GitHub Actions solves this without requiring a server, a cron job on a remote machine, or any DevOps infrastructure. A workflow file in the repository defines when and how the script runs. Everything else is handled by GitHub.

This guide covers setting up a Python script for automated execution, creating a workflow that triggers on push or a schedule, saving output files as downloadable artefacts, and optionally routing results to cloud storage or email.

What this covers:

  • Structuring a Python script and repository for GitHub Actions

  • Creating a workflow that triggers on push and on a schedule

  • Installing dependencies and running the script in the workflow

  • Saving output files as build artefacts

  • Optional: uploading results to Google Drive or sending via email


What Gets Built

By the end of this guide, a GitHub repository will:

  • Run a Python script automatically on every push to main

  • Run the same script on a daily schedule using a cron expression

  • Install any required dependencies before each run

  • Save output files (CSVs, logs, reports) as downloadable artefacts from the Actions tab

Practical use cases this covers: daily web scraping, scheduled report generation, data cleaning pipelines, and any recurring task currently run by hand.


Step 1: Prepare the Python Script

The script needs to run cleanly from the command line with no interactive input.

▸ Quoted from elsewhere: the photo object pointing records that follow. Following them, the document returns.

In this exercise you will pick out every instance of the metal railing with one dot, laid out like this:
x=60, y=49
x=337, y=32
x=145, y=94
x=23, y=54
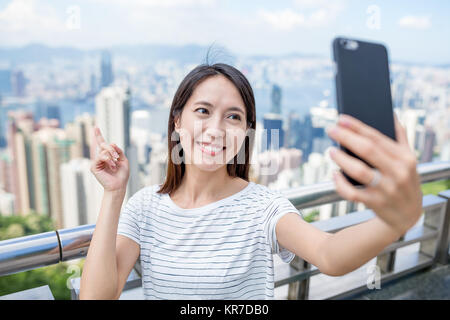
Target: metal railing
x=31, y=252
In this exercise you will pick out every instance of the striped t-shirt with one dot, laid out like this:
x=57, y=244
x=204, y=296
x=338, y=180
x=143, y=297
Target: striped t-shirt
x=222, y=250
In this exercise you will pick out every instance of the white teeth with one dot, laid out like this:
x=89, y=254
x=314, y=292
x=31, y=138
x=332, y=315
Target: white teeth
x=211, y=149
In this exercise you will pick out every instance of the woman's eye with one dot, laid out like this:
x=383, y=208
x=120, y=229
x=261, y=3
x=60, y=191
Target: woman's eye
x=201, y=109
x=238, y=117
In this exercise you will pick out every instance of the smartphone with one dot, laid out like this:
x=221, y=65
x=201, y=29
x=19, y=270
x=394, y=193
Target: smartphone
x=363, y=86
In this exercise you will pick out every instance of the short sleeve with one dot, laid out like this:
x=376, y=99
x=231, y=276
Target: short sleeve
x=130, y=217
x=278, y=207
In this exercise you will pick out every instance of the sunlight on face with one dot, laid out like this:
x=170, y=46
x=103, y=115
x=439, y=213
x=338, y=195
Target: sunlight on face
x=215, y=113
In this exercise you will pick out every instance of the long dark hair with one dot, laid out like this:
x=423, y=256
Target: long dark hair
x=175, y=172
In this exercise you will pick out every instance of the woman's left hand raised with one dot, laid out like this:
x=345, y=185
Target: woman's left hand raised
x=397, y=197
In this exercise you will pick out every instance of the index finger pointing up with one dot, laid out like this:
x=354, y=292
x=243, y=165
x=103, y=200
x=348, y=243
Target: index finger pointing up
x=98, y=135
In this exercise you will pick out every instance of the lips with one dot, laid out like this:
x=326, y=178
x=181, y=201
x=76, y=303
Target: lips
x=211, y=149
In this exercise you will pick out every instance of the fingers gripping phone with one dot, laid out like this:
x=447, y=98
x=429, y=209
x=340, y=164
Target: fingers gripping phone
x=363, y=86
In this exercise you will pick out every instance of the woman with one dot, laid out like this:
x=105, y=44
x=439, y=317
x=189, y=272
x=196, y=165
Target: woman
x=209, y=233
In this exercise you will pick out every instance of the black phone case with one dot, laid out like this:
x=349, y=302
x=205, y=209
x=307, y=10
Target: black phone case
x=363, y=87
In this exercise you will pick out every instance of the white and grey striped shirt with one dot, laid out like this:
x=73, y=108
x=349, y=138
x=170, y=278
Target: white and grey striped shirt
x=222, y=250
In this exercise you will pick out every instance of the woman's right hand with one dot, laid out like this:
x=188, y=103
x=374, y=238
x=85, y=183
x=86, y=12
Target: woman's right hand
x=109, y=165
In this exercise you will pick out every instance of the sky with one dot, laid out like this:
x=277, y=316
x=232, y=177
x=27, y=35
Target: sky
x=413, y=30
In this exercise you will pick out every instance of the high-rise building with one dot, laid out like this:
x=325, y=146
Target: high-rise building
x=276, y=99
x=6, y=203
x=20, y=128
x=50, y=149
x=81, y=193
x=18, y=83
x=5, y=172
x=429, y=143
x=107, y=76
x=274, y=134
x=79, y=131
x=112, y=109
x=5, y=82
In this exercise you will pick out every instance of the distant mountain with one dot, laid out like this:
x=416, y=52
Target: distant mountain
x=191, y=53
x=43, y=53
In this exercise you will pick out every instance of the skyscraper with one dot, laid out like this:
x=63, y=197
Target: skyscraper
x=107, y=76
x=112, y=109
x=276, y=99
x=81, y=193
x=428, y=146
x=274, y=134
x=20, y=128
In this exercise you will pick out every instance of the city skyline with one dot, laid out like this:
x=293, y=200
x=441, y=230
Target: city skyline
x=414, y=32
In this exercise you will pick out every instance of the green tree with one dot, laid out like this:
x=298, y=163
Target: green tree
x=55, y=276
x=435, y=187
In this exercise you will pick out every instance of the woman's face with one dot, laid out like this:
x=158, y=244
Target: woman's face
x=213, y=124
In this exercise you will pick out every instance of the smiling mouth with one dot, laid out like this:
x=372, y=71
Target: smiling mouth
x=211, y=150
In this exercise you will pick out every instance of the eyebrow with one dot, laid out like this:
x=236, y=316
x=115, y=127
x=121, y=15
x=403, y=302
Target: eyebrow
x=208, y=104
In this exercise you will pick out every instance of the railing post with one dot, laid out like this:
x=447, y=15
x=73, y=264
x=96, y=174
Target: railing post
x=386, y=261
x=444, y=241
x=299, y=290
x=433, y=218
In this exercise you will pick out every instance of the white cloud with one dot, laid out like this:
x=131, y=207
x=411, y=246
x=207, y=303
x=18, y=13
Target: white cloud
x=21, y=15
x=283, y=20
x=415, y=22
x=306, y=14
x=159, y=3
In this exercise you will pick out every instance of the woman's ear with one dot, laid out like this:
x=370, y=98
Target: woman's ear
x=177, y=124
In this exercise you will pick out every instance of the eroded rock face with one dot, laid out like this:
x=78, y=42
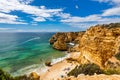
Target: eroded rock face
x=60, y=44
x=99, y=43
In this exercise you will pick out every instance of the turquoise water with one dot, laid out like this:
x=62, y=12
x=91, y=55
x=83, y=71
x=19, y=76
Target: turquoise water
x=21, y=50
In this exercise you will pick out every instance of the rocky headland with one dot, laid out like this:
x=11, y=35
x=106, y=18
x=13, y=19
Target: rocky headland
x=93, y=54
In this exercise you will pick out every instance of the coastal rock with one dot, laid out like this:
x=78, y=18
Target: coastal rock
x=99, y=44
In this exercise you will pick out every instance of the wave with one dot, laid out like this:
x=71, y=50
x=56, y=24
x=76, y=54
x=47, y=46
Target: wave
x=38, y=68
x=27, y=70
x=12, y=46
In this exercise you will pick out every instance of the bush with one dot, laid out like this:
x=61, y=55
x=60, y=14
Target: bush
x=87, y=69
x=111, y=71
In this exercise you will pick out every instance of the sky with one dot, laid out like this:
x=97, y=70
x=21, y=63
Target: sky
x=56, y=15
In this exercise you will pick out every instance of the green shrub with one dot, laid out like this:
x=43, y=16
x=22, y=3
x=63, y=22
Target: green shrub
x=111, y=71
x=6, y=76
x=87, y=69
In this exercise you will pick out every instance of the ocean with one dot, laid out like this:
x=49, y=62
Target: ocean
x=23, y=52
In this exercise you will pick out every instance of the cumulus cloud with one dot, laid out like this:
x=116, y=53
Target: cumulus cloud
x=40, y=13
x=112, y=2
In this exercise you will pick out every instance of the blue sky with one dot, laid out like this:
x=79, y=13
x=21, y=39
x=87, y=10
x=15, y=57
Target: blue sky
x=56, y=15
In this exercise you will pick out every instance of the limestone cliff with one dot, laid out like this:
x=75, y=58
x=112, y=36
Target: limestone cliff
x=65, y=40
x=97, y=45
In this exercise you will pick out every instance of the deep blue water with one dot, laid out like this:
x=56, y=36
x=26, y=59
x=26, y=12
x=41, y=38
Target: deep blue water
x=20, y=50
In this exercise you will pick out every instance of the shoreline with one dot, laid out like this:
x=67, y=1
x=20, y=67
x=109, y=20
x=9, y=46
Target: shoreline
x=39, y=68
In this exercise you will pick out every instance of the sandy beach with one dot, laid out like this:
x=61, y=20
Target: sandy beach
x=58, y=70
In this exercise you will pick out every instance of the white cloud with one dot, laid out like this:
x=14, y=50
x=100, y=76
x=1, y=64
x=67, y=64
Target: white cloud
x=4, y=29
x=111, y=15
x=76, y=6
x=10, y=19
x=7, y=6
x=82, y=19
x=26, y=1
x=39, y=19
x=112, y=2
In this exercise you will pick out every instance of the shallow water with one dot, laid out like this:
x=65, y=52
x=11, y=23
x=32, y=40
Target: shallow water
x=25, y=51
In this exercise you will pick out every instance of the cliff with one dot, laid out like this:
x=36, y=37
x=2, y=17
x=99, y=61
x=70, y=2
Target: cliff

A minimal example that writes output to a file:

# main.py
import datetime

now = datetime.datetime.now()
print(f"Script executed at: {now}")

with open("output.txt", "w") as f:
    f.write(f"Last run: {now}\n")
    f.write("This file was generated by GitHub Actions.")

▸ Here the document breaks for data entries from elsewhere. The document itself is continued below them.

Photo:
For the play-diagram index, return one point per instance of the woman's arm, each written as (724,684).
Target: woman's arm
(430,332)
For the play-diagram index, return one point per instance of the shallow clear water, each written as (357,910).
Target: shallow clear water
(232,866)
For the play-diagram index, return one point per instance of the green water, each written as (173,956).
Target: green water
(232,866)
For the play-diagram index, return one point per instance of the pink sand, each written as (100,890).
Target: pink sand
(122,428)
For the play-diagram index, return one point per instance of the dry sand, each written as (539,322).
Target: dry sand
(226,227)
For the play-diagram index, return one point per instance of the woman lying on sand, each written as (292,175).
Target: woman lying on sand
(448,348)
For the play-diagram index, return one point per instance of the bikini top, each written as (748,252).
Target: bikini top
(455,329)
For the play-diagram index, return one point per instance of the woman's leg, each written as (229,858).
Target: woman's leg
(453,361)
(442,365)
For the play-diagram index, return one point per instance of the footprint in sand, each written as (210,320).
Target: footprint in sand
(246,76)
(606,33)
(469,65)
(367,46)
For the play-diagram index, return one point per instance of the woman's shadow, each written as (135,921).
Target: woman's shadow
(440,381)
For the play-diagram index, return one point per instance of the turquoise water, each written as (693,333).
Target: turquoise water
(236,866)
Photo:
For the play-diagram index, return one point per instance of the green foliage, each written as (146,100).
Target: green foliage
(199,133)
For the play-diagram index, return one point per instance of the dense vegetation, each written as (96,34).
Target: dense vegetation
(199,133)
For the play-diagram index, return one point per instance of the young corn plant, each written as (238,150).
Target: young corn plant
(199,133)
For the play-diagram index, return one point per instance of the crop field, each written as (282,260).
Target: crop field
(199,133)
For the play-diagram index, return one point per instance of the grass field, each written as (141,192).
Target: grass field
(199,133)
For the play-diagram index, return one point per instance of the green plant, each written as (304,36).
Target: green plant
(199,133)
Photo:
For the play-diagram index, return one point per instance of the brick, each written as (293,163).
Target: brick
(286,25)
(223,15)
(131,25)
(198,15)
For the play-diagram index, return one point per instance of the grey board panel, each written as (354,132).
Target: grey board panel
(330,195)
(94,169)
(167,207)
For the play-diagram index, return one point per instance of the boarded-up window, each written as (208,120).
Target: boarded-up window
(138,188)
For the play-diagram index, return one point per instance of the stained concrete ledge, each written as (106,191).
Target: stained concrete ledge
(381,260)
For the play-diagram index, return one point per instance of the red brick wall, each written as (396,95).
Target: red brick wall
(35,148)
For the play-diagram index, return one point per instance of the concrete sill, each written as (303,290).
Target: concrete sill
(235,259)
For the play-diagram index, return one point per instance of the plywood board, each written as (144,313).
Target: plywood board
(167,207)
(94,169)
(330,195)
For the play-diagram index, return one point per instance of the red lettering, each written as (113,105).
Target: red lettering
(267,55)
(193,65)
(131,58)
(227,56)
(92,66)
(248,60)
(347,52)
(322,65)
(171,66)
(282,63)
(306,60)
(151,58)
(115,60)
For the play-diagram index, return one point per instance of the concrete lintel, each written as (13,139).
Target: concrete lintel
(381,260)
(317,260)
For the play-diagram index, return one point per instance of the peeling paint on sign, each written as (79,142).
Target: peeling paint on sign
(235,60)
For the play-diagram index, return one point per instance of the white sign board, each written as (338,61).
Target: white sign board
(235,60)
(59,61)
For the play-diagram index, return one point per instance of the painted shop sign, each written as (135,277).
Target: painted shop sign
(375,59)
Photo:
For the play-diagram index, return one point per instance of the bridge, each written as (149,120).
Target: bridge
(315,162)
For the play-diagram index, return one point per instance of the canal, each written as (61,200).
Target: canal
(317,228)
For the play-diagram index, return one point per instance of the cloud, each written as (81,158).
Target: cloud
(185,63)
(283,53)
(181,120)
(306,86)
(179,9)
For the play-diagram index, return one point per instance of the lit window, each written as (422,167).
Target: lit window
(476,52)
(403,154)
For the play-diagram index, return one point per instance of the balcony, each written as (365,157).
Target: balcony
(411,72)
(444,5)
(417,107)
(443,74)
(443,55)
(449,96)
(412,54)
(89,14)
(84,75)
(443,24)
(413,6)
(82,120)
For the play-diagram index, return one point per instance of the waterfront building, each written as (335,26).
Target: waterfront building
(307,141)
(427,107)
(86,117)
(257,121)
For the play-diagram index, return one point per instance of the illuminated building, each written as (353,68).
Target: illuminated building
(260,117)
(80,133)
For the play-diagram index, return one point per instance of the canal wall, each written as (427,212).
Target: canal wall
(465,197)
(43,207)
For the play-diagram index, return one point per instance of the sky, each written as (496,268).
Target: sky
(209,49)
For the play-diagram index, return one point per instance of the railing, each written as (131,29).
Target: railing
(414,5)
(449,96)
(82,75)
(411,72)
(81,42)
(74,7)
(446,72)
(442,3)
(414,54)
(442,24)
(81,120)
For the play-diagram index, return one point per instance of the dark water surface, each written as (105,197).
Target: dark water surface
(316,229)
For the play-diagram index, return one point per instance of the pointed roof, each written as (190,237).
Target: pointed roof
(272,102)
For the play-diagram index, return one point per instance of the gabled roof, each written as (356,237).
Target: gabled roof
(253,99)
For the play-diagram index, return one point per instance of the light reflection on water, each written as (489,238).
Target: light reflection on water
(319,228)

If the script has dependencies, list them in requirements.txt:

requests==2.31.0
pandas==2.1.0

Pinning versions in requirements.txt ensures the workflow installs exactly the same library versions every run, which prevents dependency updates from silently breaking the script.


Step 2: Push the Repository to GitHub

The repository structure before adding the workflow:

your-repo/
├── main.py
├── requirements.txt
└── .github/
    └── workflows/

Create the .github/workflows/ directory now. The workflow file added in the next step goes there.

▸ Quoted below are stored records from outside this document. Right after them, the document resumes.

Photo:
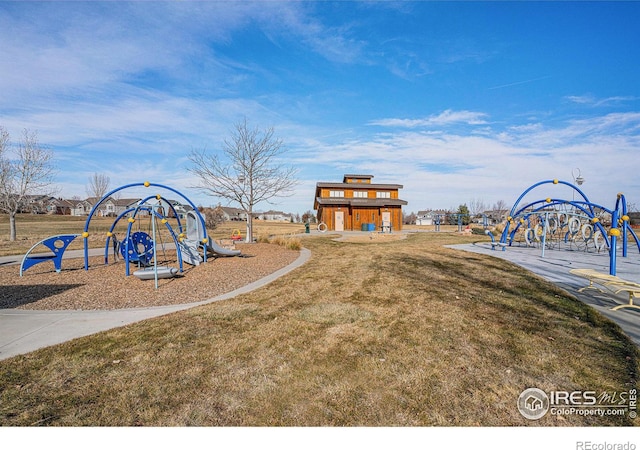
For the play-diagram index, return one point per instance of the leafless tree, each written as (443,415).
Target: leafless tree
(247,172)
(29,171)
(98,185)
(500,205)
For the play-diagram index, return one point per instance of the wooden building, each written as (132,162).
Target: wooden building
(358,204)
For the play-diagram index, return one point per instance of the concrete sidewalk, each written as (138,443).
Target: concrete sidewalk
(24,331)
(554,266)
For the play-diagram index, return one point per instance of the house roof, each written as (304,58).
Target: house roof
(363,202)
(358,186)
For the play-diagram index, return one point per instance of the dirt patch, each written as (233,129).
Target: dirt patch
(373,237)
(107,287)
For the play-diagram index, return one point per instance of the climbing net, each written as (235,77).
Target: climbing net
(570,224)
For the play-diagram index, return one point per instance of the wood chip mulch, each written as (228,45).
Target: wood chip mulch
(106,286)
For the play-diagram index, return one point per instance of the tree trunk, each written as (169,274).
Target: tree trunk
(12,226)
(249,238)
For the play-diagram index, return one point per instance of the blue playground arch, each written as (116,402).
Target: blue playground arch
(134,211)
(546,212)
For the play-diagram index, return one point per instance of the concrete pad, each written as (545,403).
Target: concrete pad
(24,331)
(554,265)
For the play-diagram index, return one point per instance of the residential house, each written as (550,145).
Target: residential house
(233,214)
(277,216)
(431,217)
(358,204)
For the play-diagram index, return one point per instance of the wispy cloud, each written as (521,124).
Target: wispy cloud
(590,100)
(517,83)
(447,117)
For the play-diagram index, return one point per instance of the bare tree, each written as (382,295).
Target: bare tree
(500,205)
(250,173)
(98,185)
(29,172)
(476,206)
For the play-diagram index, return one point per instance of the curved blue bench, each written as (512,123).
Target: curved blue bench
(57,245)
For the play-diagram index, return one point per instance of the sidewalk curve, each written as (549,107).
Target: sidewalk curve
(554,265)
(24,331)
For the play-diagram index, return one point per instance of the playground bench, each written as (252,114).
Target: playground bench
(612,283)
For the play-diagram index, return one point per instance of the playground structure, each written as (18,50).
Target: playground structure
(577,225)
(190,239)
(457,219)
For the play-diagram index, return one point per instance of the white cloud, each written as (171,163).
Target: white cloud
(445,118)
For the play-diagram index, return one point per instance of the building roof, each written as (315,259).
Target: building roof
(358,186)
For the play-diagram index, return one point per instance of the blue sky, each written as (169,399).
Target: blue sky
(457,101)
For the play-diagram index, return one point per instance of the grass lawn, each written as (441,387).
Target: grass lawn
(405,333)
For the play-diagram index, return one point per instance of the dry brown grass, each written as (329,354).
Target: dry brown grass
(382,333)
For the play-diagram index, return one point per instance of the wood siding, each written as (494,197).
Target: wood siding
(355,217)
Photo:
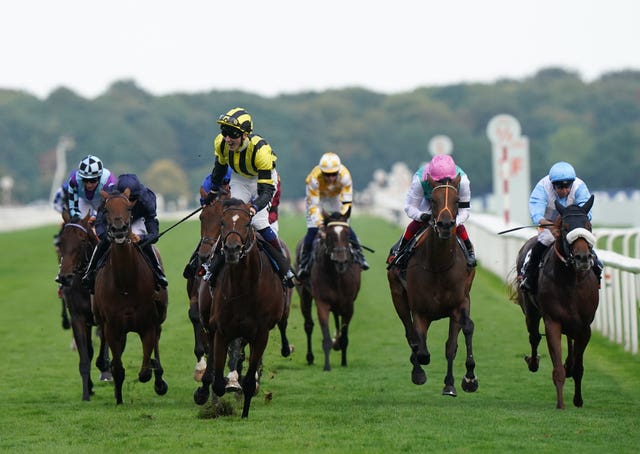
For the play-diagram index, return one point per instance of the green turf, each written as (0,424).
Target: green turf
(370,406)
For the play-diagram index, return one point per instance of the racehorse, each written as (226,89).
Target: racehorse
(198,289)
(126,297)
(436,285)
(567,297)
(76,243)
(334,283)
(249,299)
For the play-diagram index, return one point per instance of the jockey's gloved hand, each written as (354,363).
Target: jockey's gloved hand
(213,194)
(148,239)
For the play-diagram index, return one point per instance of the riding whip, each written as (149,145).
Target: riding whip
(524,227)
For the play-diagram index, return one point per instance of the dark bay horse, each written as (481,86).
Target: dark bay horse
(334,283)
(567,297)
(76,243)
(197,288)
(248,301)
(437,285)
(126,298)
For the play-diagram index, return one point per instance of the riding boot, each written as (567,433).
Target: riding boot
(283,264)
(471,256)
(192,267)
(158,272)
(213,267)
(530,281)
(89,278)
(305,261)
(395,251)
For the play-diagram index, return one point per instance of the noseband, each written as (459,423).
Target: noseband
(249,241)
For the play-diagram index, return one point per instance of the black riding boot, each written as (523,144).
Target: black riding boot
(89,278)
(395,251)
(192,267)
(213,267)
(283,264)
(471,255)
(158,272)
(305,261)
(530,282)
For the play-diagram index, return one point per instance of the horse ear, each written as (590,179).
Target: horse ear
(588,204)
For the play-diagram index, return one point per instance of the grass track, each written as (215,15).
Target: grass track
(370,406)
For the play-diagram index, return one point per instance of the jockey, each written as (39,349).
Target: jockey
(441,168)
(85,184)
(253,180)
(144,226)
(191,267)
(329,187)
(560,184)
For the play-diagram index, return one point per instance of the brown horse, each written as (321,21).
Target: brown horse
(334,283)
(76,243)
(567,297)
(248,301)
(198,289)
(126,298)
(436,285)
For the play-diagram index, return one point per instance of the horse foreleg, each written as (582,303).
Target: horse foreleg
(553,333)
(327,342)
(198,345)
(451,348)
(82,337)
(160,386)
(103,363)
(469,381)
(580,345)
(532,319)
(305,306)
(148,339)
(201,394)
(220,347)
(249,383)
(117,344)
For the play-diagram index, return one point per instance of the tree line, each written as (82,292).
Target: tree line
(168,139)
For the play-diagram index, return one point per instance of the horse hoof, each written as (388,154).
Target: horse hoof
(449,390)
(469,385)
(200,396)
(106,376)
(418,376)
(533,363)
(161,388)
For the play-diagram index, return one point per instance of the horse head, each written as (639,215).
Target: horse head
(76,242)
(236,231)
(573,231)
(335,234)
(210,225)
(118,208)
(444,205)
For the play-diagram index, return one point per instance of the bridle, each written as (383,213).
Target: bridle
(247,242)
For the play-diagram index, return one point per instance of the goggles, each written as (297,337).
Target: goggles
(233,133)
(562,184)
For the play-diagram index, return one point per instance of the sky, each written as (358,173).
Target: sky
(272,47)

Step 3: Create the Workflow File

Create .github/workflows/run-python.yml with the following content:

name: Run Python Script

on:
  push:
    branches:
      - main
  schedule:
    - cron: '0 8 * * *'  # Runs every day at 8:00 AM UTC

jobs:
  run-script:
    runs-on: ubuntu-latest

    steps:
      - name: Checkout Code
        uses: actions/checkout@v4

      - name: Set Up Python
        uses: actions/setup-python@v5
        with:
          python-version: '3.11'

      - name: Install Dependencies
        run: |
          pip install --upgrade pip
          pip install -r requirements.txt

      - name: Run Python Script
        run: python main.py

      - name: Upload Output File
        uses: actions/upload-artifact@v4
        with:
          name: script-output
          path: output.txt

What this workflow does, step by step:

  • Triggers on every push to main and once daily at 08:00 UTC

  • Checks out the repository code onto the runner

  • Installs Python 3.11

  • Upgrades pip and installs the dependencies from requirements.txt

  • Runs main.py

  • Uploads output.txt as a named artefact available for download

The cron expression '0 8 * * *' means: minute 0, hour 8, every day of the month, every month, every day of the week. Adjusting the hour and minute values changes when it runs. GitHub uses UTC, so account for the offset from your local timezone.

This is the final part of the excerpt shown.